The base cover will range from Rs 50,000-Rs 5 lakh. Individuals between 18 and 65 years of age can buy this product. In case you choose a family floater plan, you can cover your spouse, dependent children, parents and parents-in-law. While the product structure will be standard across insurers, the premiums will be determined by the insurers.

The IRDAI revised some of the features in the original draft, after insurers expressed several reservations. "In our feedback to the first draft, we had suggested offering a fixed benefit product since we already have the standard Arogya Sanjeevani policy in place, which is an indemnity plan. Two products with the same underlying principle would have given rise to confusion," said a top official at a private general insurer, speaking on the condition of anonymity. In an indemnity plan, the insurer pays for actual hospitalisation expenses to the extent of the policy sum insured either through cashless or reimbursement modes.
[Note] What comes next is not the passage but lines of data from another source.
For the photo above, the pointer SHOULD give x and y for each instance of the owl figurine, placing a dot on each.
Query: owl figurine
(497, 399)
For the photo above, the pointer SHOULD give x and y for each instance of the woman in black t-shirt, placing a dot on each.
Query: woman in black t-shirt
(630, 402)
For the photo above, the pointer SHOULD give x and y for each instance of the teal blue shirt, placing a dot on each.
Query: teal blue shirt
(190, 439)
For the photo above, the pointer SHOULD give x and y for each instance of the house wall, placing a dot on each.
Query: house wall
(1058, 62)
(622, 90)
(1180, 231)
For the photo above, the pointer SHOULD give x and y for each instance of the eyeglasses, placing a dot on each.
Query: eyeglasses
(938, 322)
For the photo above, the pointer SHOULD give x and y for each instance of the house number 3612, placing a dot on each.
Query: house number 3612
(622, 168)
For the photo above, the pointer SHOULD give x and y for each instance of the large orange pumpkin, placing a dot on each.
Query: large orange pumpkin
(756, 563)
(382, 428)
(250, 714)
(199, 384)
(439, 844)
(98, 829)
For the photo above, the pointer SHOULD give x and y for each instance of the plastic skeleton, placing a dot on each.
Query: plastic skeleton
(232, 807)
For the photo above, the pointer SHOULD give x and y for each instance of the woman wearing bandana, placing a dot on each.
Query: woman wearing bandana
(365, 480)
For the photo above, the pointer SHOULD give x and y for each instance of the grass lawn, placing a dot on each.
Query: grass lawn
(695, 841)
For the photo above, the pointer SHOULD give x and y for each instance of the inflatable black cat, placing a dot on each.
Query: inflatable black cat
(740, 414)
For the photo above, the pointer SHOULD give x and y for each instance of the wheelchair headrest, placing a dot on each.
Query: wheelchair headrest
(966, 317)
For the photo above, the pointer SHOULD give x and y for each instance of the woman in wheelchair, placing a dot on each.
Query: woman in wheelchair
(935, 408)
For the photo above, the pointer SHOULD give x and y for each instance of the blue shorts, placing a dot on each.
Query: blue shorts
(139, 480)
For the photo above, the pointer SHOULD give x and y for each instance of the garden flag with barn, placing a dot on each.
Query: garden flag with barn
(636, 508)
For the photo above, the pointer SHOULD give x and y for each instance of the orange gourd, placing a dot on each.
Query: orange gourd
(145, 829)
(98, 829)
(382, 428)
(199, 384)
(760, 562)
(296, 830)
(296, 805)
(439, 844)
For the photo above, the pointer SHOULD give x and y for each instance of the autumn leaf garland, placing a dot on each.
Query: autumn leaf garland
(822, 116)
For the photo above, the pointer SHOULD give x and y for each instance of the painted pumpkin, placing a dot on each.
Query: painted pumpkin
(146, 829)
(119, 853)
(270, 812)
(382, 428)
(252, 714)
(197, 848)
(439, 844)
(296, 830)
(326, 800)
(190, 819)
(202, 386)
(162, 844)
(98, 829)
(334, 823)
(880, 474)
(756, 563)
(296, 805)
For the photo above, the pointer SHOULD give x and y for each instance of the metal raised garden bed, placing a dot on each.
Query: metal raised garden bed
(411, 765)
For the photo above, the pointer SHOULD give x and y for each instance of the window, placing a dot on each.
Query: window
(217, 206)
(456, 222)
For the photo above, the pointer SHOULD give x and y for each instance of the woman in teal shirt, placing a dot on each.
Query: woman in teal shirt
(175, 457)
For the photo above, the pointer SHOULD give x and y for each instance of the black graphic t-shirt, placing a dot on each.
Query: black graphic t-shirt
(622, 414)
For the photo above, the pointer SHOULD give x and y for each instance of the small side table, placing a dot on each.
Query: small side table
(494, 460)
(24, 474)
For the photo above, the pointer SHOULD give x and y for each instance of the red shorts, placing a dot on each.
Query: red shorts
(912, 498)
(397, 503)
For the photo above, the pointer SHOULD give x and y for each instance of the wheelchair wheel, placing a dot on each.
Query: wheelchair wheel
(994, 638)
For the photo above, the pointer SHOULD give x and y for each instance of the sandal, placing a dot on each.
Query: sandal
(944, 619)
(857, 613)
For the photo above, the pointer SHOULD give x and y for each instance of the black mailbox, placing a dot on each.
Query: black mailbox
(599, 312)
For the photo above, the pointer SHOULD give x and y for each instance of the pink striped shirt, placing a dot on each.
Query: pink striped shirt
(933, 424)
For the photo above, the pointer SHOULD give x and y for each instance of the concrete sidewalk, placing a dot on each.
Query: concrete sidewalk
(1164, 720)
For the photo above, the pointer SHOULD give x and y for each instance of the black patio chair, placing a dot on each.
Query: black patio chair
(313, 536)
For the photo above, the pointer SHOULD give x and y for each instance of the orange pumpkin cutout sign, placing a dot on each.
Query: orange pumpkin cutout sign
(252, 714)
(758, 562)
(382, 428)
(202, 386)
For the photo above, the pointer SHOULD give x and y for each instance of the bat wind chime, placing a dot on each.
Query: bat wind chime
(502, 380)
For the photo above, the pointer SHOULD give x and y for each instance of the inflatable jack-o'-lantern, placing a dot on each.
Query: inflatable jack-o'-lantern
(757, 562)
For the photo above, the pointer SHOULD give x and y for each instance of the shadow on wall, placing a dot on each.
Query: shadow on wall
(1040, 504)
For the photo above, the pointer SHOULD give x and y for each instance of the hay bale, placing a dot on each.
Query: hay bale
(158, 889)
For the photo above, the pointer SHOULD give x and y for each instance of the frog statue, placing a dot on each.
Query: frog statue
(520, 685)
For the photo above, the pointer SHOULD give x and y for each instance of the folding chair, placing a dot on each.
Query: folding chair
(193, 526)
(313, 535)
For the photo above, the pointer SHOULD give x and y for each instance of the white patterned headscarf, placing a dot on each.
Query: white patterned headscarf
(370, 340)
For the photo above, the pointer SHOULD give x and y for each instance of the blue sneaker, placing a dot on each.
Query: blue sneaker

However, even the revised draft is likely to see further changes if the IRDAI takes note of insurers' feedback. "The current upper limit of the sum insured, Rs 5 lakh, is too high for a benefit cover. We have also pointed out that a waiting period of merely 15 days is too short. There is a risk of anti-selection in such cases and the chances of frauds will be high," a senior executive at a private general insurance company said. No provision being made for zone-based pricing is another sticky issue. “The hospital rates in Mumbai, for example, will be far higher than charges in a tier-2 or tier-3 city. Therefore, ideally, insurers should be allowed to charge zone-wise premiums,” said a top official with another general insurer.